The soundtrack to baseball’s steroid era has been silence.

Now, slowly and painfully, major-leaguers are beginning to speak their minds. Sort of.

“It’s disappointing for everyone who plays baseball — not just the players, but the management, ownership, commissioner. It’s a bad time for the game,” Yankees captain Derek Jeter told reporters in New York as teammate Roger Clemens took the stand on Capitol Hill.

Doesn’t it seem odd that so few players have expressed outrage at what steroids and human growth hormone have done to the grand old game and its legacy?

If your profession had been tarnished, wouldn’t you want to shout out loud in order to protect it? If you were a journeyman waiting for your chance to make the show, wouldn’t you howl in protest knowing others cheated you out of a job?

That seems logical, but it’s not baseball’s way.

Like big-city beat cops, players live by a code. They have each other’s backs. Squealing clubhouse rats are considered lower than cockroaches. It’s not surprising that most players balked when they were asked to cooperate with former Sen. George Mitchell’s investigation.

Aside from Curt Schilling, most players publicly supported Barry Bonds. In most players’ eyes, Bonds’ immense talent excused everything else he did.

A reporter asking a player or manager about what drugs have done to the game is likely to get, “No comment,” or “It’s time to move on.”

Wednesday, Rockies reliever Matt Herges came clean, admitting he took performance-enhancing drugs. He also admitted he was wrong when he declined to talk to Mitchell’s investigators.

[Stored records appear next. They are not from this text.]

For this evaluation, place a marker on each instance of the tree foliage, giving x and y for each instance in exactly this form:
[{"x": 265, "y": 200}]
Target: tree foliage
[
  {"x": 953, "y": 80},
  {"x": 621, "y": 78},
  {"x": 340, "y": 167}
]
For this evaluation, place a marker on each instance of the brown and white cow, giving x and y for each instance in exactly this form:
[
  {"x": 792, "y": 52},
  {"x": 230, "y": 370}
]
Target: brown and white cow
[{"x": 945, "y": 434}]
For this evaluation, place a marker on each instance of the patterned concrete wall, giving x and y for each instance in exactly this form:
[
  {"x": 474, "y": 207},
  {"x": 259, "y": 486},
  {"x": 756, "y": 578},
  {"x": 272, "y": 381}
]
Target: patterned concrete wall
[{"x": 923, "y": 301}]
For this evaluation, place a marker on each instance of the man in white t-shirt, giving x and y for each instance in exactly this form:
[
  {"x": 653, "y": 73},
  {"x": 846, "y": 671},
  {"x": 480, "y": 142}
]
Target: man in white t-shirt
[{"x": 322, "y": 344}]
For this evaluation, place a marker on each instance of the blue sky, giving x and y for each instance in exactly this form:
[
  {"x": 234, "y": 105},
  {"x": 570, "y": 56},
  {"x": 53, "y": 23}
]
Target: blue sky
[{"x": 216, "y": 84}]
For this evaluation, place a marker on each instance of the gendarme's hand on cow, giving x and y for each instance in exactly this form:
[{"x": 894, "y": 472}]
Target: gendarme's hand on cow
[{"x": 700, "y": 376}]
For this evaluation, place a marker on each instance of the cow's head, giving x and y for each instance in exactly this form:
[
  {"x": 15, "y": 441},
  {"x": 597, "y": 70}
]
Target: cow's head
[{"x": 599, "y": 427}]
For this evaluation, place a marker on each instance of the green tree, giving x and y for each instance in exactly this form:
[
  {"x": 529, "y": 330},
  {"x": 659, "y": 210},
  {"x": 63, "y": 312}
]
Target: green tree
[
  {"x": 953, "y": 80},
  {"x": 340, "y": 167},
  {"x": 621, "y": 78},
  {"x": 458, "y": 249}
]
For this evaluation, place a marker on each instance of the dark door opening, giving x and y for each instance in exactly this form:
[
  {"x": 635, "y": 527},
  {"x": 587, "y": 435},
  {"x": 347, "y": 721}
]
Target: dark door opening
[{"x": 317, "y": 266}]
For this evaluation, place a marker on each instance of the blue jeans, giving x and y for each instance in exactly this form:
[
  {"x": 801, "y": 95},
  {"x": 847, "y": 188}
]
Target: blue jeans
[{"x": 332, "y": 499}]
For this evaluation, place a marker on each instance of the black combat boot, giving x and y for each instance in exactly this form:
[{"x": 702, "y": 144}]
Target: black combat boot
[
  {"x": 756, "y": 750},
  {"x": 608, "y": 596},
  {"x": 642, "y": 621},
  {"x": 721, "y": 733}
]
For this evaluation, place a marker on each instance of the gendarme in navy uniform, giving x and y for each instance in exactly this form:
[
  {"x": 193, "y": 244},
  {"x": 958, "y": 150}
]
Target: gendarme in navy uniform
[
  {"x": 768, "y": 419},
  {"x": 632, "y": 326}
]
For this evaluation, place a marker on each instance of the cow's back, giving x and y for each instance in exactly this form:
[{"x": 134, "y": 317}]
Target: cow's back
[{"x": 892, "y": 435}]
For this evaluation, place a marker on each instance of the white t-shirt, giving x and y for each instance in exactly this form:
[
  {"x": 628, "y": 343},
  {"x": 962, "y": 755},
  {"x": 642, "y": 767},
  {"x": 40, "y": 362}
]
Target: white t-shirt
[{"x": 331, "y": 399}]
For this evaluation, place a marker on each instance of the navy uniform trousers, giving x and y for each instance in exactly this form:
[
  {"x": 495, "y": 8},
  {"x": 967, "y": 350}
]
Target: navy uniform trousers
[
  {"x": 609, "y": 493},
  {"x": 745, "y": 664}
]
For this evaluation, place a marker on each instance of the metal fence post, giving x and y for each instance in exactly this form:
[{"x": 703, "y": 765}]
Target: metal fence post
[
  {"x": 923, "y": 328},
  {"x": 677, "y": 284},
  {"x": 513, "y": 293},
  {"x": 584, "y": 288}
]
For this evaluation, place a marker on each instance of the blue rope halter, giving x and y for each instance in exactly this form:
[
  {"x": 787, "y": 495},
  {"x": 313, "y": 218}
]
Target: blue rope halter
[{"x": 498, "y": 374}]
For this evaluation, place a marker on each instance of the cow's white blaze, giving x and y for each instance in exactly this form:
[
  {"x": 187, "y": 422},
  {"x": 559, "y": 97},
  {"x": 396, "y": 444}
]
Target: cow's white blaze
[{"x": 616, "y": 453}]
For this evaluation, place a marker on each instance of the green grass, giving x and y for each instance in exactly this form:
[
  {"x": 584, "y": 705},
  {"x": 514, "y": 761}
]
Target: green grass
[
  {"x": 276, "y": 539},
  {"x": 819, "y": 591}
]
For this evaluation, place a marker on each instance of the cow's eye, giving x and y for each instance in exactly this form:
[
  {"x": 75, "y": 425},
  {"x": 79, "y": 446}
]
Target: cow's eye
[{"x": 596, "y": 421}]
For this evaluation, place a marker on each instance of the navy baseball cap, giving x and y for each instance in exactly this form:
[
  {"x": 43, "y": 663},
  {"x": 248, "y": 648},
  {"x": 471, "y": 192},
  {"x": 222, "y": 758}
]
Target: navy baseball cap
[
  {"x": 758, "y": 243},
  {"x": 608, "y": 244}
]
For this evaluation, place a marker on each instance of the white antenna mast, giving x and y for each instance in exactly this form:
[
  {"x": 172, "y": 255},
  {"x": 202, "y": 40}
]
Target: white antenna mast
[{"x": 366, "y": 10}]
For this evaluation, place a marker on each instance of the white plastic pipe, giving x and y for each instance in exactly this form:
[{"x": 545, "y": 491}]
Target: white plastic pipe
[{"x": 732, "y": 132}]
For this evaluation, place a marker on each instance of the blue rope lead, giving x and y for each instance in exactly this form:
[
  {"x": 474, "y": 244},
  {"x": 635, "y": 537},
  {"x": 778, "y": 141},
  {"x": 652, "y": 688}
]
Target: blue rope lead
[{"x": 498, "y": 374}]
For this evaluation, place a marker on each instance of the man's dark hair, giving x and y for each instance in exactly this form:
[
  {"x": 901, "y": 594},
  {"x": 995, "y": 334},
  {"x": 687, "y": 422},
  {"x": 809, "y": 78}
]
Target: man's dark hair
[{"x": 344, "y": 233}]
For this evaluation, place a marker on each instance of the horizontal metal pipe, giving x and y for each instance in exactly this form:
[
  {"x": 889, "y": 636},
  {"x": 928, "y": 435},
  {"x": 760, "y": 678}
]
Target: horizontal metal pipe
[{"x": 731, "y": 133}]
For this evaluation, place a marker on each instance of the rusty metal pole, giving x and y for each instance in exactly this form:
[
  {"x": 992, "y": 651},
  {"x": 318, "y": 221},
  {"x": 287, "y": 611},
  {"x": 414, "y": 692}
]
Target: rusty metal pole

“It was ultimately my decision. Nobody said, ‘Don’t do it, don’t talk to them.’ To say that nobody else was talking, that’s a total cop-out, that’s a cowardly way of going about it,” Herges said.

Of course, Herges went public only after he was named in the Mitchell report. And only one active player, Jason Giambi, talked with Mitchell’s investigators.

Which leads to a couple of conclusions. One, the use of steroids and HGH was so widespread players were afraid of incriminating themselves or their buddies. Two, baseball’s code of silence was more important than cleaning up the game the players love.

Either way, baseball’s charms have been drowned out by the sounds of scandal.